Still reading but here is the info everyone is commenting on.

Whether its right or wrong the Optics of Quebec showing such a big surplus is not going to go over well on Conservative media. And Kenny will make some stupid comment later today I am sure. He needs to deflect from recent news and coming legislation.

From the paper. Paragraph 3 and 4 are important.

3.1 Overview

Equalization uses a mathematical formula to determine which provinces are eligible for the transfer and the amount of each eligible province’s payment. Since 2009, the total amount of Equalization payments has grown annually in accordance with a three year moving average rate of growth in Canada’s nominal gross domestic product (GDP); between 2007 and 2009, the total amount was based on a formula.

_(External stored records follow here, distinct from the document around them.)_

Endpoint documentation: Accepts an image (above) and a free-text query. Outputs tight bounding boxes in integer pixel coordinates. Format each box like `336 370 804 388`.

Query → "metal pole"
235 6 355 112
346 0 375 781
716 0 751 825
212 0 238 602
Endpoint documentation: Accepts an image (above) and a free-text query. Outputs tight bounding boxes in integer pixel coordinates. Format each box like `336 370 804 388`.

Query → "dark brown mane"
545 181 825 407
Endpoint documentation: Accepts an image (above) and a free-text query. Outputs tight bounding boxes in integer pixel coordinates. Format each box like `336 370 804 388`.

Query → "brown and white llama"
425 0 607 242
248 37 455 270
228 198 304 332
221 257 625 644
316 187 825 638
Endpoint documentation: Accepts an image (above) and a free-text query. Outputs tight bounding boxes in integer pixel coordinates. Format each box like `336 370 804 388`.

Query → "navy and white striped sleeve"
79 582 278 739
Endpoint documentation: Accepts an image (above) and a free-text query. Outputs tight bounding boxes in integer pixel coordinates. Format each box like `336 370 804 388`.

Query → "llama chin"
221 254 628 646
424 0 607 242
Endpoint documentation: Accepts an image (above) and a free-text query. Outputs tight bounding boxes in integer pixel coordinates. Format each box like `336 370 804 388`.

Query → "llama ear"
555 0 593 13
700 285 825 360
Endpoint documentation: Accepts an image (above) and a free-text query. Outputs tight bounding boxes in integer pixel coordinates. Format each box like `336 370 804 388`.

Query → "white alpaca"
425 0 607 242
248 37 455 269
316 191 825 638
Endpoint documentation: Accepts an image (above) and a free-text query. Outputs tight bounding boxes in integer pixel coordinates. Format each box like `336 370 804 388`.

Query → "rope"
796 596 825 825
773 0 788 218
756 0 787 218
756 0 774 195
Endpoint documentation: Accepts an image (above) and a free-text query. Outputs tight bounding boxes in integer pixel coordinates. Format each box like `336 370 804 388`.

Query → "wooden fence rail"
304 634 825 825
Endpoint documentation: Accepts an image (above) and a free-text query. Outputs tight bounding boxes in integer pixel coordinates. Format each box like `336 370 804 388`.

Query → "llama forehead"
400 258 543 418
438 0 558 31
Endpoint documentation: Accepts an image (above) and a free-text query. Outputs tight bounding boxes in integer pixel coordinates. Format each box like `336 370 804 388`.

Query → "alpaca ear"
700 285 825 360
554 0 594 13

The basic structure of Equalization is relatively straightforward. On a per capita basis, Equalization assesses a province’s ability to generate own-source revenues and compares that fiscal capacity to the average fiscal capacity for all provinces. With the exception of user fees (fees for the use of public services), all provincial government revenue sources are allocated to one of five categories: personal income taxes, business income taxes, consumption taxes, property taxes and natural resource revenues.

Save for natural resource revenues, the Equalization formula estimates fiscal capacity in each of the four remaining revenue categories by determining the amount of per capita revenue that each province could generate if all provinces had identical tax rates. Because of the wide range of natural resources and royalty structures across the provinces, actual resource revenues are used to measure fiscal capacity instead of creating a national average tax rate.

To determine which provinces are eligible for Equalization – and, if so, for how much – each province’s per capita fiscal capacity in all five revenue categories is compared to the average fiscal capacity of the 10 provinces. If, according to the formula, a province has a below-average ability to generate own-source revenues, then it is eligible for an Equalization payment to make up the difference. If a province’s revenue-generating ability exceeds the 10-province average, then it is not eligible for an Equalization payment.
It is extraordinary the extent to which Kenney needs an "Other" to validate his politics. I don't think we've ever seen anything quite this extreme in Canada before. Although Quebec/equalization seems a bit of a sideshow, as the "Other" in this case is clearly the Justin Trudeau GofC.